The “dog days of summer” are upon us, and so is some of the hottest weather of the summer. The latest long-range forecast models show an upper-level ridge of high pressure expanding from the southwestern and central United States eastward into the Midwest, Ohio Valley and Southeast. Temperatures will likely return to the 90s the rest of this week before the ridge breaks down a bit this coming weekend.
Have you ever wondered where the phrase, “dog days of summer” came from? I am sure if you are like me, you always assumed the “dog days” were those days in the middle or late summer where it was so hot outside, that even the dogs would just lie around and pant all day. Or maybe you figured we were already in the dog days. But actually, the original meaning of the term has nothing to do with summer at all. In fact, when the term first came about, it wasn’t even summer.
It turns out the dog days is related to what is called the “dog star” - named Sirius - and its position in the sky. The Greeks and Romans coined the term when the star Sirius appeared to rise before the sun. The Greeks and Romans also believed the dog days brought about a time of war and disaster. Of course in modern time, Sirius appears just before sunrise in late July, which here in the northern hemisphere, is typically when we have the hottest days of the year. Thus the saying – “the dog days of summer”.

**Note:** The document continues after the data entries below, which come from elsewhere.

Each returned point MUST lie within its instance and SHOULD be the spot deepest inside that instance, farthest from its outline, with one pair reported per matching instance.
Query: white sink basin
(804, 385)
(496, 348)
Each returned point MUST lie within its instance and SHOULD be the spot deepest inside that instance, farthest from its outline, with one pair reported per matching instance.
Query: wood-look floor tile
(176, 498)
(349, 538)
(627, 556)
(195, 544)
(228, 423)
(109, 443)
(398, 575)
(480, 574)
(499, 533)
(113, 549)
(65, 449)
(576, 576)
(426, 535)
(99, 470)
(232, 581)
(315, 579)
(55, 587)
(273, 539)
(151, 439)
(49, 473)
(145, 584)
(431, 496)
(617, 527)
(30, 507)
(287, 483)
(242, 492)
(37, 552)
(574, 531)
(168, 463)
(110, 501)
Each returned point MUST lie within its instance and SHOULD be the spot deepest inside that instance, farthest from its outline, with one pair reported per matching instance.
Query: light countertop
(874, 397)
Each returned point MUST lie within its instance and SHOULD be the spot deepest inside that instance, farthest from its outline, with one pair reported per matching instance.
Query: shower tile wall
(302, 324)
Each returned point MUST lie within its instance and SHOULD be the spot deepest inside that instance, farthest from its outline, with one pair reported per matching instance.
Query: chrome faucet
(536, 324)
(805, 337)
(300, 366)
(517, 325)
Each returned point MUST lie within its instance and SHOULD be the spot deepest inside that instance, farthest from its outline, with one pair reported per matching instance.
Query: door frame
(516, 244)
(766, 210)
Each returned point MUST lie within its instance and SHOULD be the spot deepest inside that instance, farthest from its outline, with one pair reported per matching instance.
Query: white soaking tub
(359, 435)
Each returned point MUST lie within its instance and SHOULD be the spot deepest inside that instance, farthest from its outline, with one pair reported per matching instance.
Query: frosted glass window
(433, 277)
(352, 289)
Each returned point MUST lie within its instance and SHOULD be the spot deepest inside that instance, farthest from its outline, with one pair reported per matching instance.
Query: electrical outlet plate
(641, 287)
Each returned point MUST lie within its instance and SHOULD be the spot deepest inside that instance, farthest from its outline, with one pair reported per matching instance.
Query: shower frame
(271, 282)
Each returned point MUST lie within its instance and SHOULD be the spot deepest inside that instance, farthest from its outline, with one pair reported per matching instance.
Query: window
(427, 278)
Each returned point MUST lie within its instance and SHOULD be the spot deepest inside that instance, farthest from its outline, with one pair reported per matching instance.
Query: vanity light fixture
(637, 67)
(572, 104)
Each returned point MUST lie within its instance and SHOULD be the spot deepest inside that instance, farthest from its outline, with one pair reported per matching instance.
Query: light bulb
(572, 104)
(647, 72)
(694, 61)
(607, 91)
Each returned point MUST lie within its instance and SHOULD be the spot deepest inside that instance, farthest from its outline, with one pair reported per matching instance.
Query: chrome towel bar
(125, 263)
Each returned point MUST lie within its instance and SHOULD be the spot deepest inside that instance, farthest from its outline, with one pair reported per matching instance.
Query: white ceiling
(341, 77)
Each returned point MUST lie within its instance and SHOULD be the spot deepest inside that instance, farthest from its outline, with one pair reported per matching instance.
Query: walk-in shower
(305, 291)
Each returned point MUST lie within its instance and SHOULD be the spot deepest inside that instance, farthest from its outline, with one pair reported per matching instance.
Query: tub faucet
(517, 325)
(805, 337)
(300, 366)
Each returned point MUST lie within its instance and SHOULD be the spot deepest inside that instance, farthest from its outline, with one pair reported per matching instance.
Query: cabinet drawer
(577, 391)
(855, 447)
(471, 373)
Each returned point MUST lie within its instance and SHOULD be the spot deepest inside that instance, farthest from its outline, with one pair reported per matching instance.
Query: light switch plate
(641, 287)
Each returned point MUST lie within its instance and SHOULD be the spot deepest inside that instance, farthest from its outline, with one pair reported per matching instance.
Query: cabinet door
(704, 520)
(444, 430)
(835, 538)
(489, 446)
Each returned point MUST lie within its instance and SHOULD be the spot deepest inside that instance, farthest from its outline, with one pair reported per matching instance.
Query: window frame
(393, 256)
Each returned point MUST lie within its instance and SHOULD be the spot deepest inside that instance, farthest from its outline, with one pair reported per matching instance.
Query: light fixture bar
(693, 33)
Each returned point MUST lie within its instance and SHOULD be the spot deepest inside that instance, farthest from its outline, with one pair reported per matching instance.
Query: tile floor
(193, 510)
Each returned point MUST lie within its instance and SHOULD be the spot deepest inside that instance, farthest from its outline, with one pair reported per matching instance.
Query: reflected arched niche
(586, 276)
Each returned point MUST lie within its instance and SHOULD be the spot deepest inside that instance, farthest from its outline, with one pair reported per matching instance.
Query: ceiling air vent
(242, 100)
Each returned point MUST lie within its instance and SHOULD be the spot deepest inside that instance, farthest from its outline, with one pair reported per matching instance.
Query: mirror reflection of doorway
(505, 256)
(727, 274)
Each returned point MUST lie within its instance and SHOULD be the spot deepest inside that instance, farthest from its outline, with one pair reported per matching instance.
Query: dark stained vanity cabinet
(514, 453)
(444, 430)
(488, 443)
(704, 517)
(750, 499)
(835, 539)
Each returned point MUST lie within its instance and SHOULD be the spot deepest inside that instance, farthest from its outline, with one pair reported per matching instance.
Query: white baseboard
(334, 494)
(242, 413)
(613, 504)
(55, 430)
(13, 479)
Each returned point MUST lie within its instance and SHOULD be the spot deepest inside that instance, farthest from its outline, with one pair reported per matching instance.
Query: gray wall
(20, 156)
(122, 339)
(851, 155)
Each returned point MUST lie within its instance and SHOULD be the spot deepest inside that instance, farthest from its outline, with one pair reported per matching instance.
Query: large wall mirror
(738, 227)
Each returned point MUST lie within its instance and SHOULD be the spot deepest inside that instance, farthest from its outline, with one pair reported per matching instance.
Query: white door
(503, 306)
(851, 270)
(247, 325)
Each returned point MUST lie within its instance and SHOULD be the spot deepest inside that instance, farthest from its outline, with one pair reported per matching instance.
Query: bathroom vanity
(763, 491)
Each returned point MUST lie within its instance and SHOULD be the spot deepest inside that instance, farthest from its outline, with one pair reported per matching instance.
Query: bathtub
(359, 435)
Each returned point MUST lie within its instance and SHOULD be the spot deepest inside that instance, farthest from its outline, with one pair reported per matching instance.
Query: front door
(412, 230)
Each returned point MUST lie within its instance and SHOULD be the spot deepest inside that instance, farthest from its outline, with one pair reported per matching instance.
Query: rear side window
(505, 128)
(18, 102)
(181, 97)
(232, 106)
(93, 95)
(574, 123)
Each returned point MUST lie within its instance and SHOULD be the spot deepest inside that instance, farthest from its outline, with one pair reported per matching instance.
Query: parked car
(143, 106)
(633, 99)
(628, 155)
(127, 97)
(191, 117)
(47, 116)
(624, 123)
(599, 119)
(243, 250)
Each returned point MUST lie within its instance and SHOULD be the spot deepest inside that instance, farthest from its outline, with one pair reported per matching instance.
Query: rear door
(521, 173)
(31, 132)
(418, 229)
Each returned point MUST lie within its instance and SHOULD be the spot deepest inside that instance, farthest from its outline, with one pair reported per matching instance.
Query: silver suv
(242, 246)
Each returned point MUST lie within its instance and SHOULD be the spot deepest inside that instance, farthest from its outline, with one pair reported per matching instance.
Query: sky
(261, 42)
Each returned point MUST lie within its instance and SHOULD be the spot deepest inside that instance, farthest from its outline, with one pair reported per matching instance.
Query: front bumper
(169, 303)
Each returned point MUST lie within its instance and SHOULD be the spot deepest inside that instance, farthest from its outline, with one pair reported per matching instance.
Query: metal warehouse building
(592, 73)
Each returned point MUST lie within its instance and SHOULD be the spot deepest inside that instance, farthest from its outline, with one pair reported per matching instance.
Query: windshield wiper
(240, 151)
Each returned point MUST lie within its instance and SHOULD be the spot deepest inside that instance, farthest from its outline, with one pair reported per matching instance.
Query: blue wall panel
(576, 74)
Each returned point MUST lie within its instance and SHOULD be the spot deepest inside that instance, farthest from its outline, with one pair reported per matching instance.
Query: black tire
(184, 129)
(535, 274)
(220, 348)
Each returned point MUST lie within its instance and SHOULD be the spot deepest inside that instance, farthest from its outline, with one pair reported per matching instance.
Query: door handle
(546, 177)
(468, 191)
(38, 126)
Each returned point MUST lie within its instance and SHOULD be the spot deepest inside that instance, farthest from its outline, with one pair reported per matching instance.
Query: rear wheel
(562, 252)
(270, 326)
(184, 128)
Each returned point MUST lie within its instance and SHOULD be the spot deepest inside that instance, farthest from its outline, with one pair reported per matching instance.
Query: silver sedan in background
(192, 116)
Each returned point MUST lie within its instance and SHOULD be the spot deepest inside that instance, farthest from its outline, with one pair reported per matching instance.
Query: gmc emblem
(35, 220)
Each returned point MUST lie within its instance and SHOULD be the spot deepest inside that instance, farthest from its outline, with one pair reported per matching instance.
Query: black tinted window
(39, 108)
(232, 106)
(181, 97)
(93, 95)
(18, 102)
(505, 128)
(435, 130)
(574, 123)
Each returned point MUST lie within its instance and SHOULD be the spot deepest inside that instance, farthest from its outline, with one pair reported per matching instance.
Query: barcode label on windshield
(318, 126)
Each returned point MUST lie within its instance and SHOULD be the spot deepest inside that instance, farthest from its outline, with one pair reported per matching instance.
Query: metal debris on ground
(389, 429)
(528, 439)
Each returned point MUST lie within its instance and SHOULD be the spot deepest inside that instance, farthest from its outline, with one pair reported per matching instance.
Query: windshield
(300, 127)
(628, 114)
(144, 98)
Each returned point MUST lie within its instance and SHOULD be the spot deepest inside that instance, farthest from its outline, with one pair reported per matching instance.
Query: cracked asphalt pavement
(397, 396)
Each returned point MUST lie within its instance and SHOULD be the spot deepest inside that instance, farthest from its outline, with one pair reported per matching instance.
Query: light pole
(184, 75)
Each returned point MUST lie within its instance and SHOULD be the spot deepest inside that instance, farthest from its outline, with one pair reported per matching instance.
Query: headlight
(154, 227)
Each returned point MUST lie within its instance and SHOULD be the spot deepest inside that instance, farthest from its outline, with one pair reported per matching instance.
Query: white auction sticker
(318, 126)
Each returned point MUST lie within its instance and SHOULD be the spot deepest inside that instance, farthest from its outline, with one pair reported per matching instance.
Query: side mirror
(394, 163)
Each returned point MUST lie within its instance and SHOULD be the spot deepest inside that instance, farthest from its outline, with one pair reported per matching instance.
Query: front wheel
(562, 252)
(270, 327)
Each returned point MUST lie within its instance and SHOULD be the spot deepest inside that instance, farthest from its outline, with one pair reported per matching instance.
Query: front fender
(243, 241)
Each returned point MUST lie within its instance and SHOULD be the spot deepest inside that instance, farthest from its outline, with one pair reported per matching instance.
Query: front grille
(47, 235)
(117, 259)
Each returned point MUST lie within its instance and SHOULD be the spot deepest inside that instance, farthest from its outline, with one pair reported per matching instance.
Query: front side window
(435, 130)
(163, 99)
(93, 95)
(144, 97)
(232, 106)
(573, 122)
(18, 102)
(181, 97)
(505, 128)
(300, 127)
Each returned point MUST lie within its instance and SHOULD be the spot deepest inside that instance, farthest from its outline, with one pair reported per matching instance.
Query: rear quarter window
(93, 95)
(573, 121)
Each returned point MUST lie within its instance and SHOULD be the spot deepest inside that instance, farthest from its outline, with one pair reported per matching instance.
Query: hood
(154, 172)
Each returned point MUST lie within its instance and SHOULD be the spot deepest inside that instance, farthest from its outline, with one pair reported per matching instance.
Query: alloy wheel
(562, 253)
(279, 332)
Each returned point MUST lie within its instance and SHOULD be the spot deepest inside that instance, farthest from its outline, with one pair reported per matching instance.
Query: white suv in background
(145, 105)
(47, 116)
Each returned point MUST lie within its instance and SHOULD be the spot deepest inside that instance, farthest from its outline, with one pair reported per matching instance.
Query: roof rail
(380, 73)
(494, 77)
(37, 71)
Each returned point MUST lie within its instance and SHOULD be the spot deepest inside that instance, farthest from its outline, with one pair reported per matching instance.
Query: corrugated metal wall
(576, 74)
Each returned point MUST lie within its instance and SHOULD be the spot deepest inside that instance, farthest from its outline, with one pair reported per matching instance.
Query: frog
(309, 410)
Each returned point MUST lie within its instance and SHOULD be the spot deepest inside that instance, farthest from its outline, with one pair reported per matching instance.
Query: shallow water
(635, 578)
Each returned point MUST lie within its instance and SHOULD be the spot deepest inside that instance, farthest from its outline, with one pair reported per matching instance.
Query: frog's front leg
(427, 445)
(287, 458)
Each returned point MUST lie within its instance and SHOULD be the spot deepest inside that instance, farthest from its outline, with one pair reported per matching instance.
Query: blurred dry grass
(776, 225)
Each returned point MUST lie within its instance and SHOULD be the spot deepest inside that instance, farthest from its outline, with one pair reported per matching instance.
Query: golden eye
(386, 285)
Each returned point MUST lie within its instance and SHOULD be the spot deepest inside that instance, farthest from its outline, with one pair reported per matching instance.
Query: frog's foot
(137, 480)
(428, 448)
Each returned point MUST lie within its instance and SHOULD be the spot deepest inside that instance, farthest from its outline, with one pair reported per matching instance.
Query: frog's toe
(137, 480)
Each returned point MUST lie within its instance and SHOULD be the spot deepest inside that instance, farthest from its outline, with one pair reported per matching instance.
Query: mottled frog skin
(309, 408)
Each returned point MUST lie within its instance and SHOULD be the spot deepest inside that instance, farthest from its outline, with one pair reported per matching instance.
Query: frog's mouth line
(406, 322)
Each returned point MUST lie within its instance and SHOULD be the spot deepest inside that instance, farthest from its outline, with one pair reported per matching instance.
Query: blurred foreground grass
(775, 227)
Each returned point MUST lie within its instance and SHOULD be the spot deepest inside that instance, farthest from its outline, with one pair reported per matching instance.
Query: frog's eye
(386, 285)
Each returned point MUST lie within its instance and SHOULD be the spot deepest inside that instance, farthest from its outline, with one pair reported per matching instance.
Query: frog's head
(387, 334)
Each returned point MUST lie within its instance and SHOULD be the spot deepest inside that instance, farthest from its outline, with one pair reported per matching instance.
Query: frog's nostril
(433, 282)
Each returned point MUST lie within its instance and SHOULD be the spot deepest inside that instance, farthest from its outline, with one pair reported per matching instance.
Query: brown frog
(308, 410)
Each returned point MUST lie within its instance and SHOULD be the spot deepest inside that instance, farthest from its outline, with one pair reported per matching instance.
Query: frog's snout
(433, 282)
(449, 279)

But believe it or not, the stars change their position in our sky slowly as the earth wobbles in its rotation, much like a spinning top on a table would do. This is called earth’s axial precession which is a gravity-induced, slow, and continuous change in the orientation of earth’s rotation around its axis. Because of this, the sky “shifts” about one degree every 72 years. It takes about 26,000 years for this rotation to complete itself. So in more simplistic terms, in about 13,000 years, our future ancestors will be terming it the “dog days of winter.” Of course, this also means since astrological signs were determined some 2000 years ago, your actual sign using today’s sky is about a month off! It turns out all this time I thought I was a Pisces, but really I’m an Aries! But that is a story for another time.
Since we live in today’s world, and we have to deal with today’s weather – just be prepared for the dog days of summer to live up to the name this week!